English cricketer and British Army officer

George Aylmer Laverton (29 December 1888 – 8 February 1954) was an English first-class cricketer and British Army officer.

A member of the Laverton milling family of Westbury, Wiltshire, he was the son of William Henry Laverton. He was educated at Harrow School, where he played for the school cricket team. Laverton was commissioned into the British Army as a second lieutenant in February 1906, but later resigned his commission in December 1912. He played minor counties cricket for Wiltshire in 1911, making two appearances in the Minor Counties Championship. He served in the First World War with the Wiltshire Regiment, being appointed to the regiment in December 1914 with the temporary rank of lieutenant. He relinquished this temporary rank in April 1917, but was granted the rank in full the following month.

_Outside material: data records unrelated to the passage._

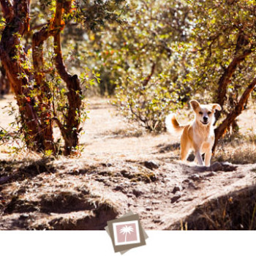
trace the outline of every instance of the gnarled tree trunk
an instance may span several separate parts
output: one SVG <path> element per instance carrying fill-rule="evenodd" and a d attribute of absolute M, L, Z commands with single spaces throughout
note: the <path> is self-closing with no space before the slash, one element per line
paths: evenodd
<path fill-rule="evenodd" d="M 15 94 L 27 146 L 39 151 L 44 149 L 43 134 L 34 108 L 35 99 L 31 96 L 33 74 L 23 65 L 28 61 L 20 43 L 29 27 L 30 0 L 1 0 L 7 25 L 0 42 L 0 56 L 7 78 Z"/>
<path fill-rule="evenodd" d="M 68 12 L 71 8 L 71 1 L 57 1 L 54 24 L 58 32 L 54 34 L 54 52 L 56 54 L 56 67 L 61 79 L 66 83 L 68 92 L 67 99 L 69 108 L 65 116 L 64 124 L 61 124 L 56 118 L 64 140 L 65 154 L 70 154 L 72 151 L 78 146 L 79 125 L 80 123 L 80 108 L 82 91 L 80 80 L 77 75 L 72 75 L 67 71 L 61 53 L 61 30 L 64 28 L 61 23 L 64 12 Z"/>
<path fill-rule="evenodd" d="M 255 88 L 255 85 L 256 78 L 253 79 L 252 83 L 245 89 L 234 110 L 227 115 L 226 118 L 222 122 L 222 124 L 220 124 L 218 128 L 215 129 L 215 142 L 213 147 L 213 151 L 215 150 L 218 140 L 222 138 L 227 129 L 234 122 L 236 118 L 243 111 L 251 92 Z"/>

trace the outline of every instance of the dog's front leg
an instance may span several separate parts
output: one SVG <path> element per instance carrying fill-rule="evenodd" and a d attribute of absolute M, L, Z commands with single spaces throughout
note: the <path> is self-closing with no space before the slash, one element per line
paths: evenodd
<path fill-rule="evenodd" d="M 211 149 L 207 150 L 205 154 L 205 165 L 206 166 L 211 165 Z"/>
<path fill-rule="evenodd" d="M 200 152 L 200 150 L 195 150 L 195 158 L 197 161 L 198 165 L 203 165 L 203 159 L 202 159 L 202 156 L 201 156 L 201 154 Z"/>

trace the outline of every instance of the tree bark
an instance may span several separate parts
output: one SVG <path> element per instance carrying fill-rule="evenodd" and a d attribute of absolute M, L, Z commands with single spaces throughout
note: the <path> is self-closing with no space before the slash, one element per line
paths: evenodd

Serving with the Regiment in British India, he was appointed aide-de-camp to Lord Willingdon, the Governor of Bombay in February 1917. Laverton played first-class cricket whilst serving in India, making six appearances in 1917 and 1918; two of these came for the Europeans in the Bombay Quadrangular, with a further two coming for the Lord Willingdon's XI. He additionally made an appearance each for a combined Europeans and Parsees team, and for England against India. In his six first-class matches, he scored 202 runs at an average of 18.36; he made one half century, a score of 51 on his first-class debut for the Europeans against the Parsees in 1917. Laverton relinquished his commission in the Wiltshire Regiment in December 1921. Besides playing cricket, he was a keen naturalist. Laverton died in February 1954 at Wallingford, Berkshire.